This morning, the boys and I popped out to the beach to visit some old friends of mine. Old friends. I’ve known them 20 years, which is around the half-my-life mark, so they qualify. I met them when I was living in London. In fact, I lived with them when I was living in London.
They remind me of a time in my life that was fraught with emotion – the highs and lows – and filled with the pursuit of fun. They remind me of afternoons spent playing 500 and drinking vodka and fresh lime. Scrabble championships. Sofas that were always full of Australian backpackers. A front door that was always open to friends (even at 4am).
They remind me of evenings spent in a smokey pub with a pint and a packet of crisps. Of music and comedy and films and even a rollercoaster or two. Of people who cleaned the bath three or four times a week and people who never cleaned it at all.
Of laughter. So much laughter.
“Who are we visiting?” asked the boys.
“I used to live with them in London.”
“Did you used to live in London?” asked Mr8.
“Where’s London?” asked Mr5.
It made me think about all the questions I should have asked my Mum and Dad by now. About the stuff we tell our children, and the stuff we don’t.

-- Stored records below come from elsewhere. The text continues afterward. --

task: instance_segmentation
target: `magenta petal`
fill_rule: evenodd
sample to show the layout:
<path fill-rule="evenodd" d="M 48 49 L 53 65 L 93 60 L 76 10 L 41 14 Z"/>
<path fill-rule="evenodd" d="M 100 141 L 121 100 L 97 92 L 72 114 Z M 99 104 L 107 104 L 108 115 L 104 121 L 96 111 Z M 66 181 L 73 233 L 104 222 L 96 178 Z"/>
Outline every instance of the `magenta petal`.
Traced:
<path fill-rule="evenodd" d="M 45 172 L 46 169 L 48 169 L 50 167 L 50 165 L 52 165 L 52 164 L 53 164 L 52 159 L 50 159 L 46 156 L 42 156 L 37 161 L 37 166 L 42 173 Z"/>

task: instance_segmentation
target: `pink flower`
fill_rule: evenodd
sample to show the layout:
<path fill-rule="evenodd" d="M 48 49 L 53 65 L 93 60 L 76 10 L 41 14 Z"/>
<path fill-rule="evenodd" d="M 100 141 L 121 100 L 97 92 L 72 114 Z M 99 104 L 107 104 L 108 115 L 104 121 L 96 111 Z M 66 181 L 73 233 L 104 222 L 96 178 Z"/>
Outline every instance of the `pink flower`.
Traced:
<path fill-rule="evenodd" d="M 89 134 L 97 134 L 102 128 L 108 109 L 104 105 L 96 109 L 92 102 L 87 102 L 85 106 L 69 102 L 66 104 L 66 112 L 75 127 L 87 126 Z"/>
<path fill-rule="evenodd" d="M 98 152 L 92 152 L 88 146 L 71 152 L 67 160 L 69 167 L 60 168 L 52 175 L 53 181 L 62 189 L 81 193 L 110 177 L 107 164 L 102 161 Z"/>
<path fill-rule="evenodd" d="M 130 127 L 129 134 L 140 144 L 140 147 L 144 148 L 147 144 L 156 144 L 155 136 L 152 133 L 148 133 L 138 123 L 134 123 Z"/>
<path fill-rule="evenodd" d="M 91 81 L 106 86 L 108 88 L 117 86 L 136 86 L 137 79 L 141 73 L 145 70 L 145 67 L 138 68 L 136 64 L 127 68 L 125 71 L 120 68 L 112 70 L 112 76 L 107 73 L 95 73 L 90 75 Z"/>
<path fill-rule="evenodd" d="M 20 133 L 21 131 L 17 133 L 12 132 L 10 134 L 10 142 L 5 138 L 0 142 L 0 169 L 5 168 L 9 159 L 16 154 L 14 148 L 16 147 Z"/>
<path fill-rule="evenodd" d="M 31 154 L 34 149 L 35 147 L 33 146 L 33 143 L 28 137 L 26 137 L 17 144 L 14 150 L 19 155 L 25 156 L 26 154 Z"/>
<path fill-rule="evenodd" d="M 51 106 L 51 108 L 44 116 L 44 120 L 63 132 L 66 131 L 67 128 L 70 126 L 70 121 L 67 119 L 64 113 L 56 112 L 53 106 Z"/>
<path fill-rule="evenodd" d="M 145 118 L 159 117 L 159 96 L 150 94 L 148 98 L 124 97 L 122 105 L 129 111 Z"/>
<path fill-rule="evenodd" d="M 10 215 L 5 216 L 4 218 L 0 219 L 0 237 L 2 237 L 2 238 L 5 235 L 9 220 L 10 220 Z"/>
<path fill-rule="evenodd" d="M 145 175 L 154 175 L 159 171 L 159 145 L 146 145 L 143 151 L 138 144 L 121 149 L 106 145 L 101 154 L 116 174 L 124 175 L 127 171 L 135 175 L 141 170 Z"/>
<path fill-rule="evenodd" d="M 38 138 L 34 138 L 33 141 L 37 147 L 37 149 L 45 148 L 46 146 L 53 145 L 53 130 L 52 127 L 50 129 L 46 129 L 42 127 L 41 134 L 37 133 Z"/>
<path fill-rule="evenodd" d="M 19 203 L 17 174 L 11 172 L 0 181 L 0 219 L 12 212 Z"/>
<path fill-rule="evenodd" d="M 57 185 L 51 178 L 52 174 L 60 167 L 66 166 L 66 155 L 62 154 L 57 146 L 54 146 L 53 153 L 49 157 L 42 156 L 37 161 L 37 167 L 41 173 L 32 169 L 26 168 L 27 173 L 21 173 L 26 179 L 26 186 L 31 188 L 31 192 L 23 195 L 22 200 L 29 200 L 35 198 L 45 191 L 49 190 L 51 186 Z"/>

Later, back at home, as the sun grew weaker and a storm began to roll in, we decided that we would go for a bushwalk. One of the joys of Fibrotown is the proximity of bushwalks. There’s one right in the middle of town. I have memories of spending hours there as children, on our own. It was just up the road. Did we spend hours there, on our own, or did it just seem that way?
Going back there today was like visiting an old friend. As I followed the boys along the trail, I wondered when I would feel comfortable letting them spend hours up there on their own. I couldn’t formulate a response, even in my own head.
Has the world changed so much, or have I?